Release date: December 23, 2011
Director: Wim Wenders
Screenplay by: Wim Wenders
Cast: Pina Bausch
Often transcending the need for a traditional narrative, Wim Wenders is one of the few men who can truly capture the beauty of the world around us in his films. His latest test to the limits of cinema comes of the form of Pina, a 3-D documentary about dance.
One may hear the word documentary and instantly be filled with feelings of dread—but fear not. This is no ordinary documentary full of reenactments and narrations, but rather an exploration of the art of dance that is so rarely shown in film.
Pina is a film for and about Pina Bausch, one of the most influential choreographers of modern dance. Rather than digging through the life of Bausch, the film is a respectful homage which allows the dancer’s art to establish the person she was.
There is no real narrative to Pina, which consists of dances, the bare minimum of archival footage, and brief interviews with the performers and Bausch herself. It is clean and consistent in its showcase of the late artist’s work, and refuses to sacrifice any of the art that it features.
Wenders shows Bausch’s art piece by piece in the film, focusing heavily on the choreography and performance art that she created over the past few decades. Each piece is performed and recreated by dancers who worked closely with Bausch, letting loose their emotions in and out of the studio. The interviews involve these same dancers simply sitting silently in front of the camera as their tales of Bausch are told through poignant voice-overs.
While many directors would have limited themselves to performing inside of a theater, Wenders takes full advantage of the world around him. Certain sequences are performed indoors, in theaters, glass houses and studios that are dressed to fit the tone of the piece. Others are taken outside, allowing the performers to utilize and explore both nature and the industrial world that surrounds them.
The film shows that there is much more to the art of dance than many would ever realize. The dedication and discipline evident in these performances can be overwhelming, as these men and women strip themselves of everything but raw passion, and its exploration of gender stereotypes is something to be seen. Whether it involves placing a man in a floral dress or having a woman carry a man on her back, Bausch shows that her art, like her life, was anything but safe and ordinary.
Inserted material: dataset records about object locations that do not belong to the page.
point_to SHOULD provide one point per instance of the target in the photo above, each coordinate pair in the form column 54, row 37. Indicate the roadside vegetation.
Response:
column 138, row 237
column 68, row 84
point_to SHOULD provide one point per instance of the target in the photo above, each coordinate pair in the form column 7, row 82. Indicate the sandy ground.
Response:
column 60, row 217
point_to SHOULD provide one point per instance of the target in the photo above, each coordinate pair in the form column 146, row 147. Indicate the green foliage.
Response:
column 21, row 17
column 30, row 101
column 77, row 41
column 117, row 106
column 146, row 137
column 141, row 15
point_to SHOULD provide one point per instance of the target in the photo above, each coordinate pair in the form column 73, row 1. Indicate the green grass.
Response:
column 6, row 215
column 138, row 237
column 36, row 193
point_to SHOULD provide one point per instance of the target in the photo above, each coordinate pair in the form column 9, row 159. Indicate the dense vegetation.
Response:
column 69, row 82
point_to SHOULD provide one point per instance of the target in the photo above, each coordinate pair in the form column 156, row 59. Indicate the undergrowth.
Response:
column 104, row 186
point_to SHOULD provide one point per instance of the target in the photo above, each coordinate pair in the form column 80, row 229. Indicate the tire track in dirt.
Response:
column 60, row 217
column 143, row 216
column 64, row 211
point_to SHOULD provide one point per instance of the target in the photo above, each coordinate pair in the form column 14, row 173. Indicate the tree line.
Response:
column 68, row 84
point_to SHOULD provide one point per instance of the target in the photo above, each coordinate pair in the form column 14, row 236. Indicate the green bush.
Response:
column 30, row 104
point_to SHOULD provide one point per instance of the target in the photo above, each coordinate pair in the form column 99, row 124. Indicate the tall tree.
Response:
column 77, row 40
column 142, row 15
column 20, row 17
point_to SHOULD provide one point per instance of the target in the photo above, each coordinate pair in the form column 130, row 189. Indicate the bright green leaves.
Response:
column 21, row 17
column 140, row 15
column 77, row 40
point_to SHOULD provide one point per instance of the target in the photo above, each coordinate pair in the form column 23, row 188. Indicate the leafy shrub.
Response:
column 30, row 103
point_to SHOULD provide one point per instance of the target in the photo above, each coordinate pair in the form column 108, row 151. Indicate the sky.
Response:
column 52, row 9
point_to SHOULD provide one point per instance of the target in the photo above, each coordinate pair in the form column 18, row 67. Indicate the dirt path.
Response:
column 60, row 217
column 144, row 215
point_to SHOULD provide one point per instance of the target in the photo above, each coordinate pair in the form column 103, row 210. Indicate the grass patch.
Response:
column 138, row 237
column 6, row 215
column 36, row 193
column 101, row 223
Those who have never found a film that uses 3-D well will take pleasure in knowing that the use of it in Pina is not the slightest bit gratuitous. Wenders, who had been looking for a way to capture the beauty of dance for years, finally found the right cinematic tool to document Bausch’s work.
What we receive with the camerawork and the 3-D is a full display of textures and depth. The soil and sweat sticking to dancers’ bodies, the beads of water splashing as a woman twirls in the rain, or a lone dancer surrounded by an immense collection of machinery and construction—it is all designed to enhance the experience of the audience.
“Dance, dance, otherwise we are lost,” Bausch once said. Thanks to Wenders’ unforgettable film, many will begin to understand the beauty in dance and the freedom that it brings to those who are willing to embrace it.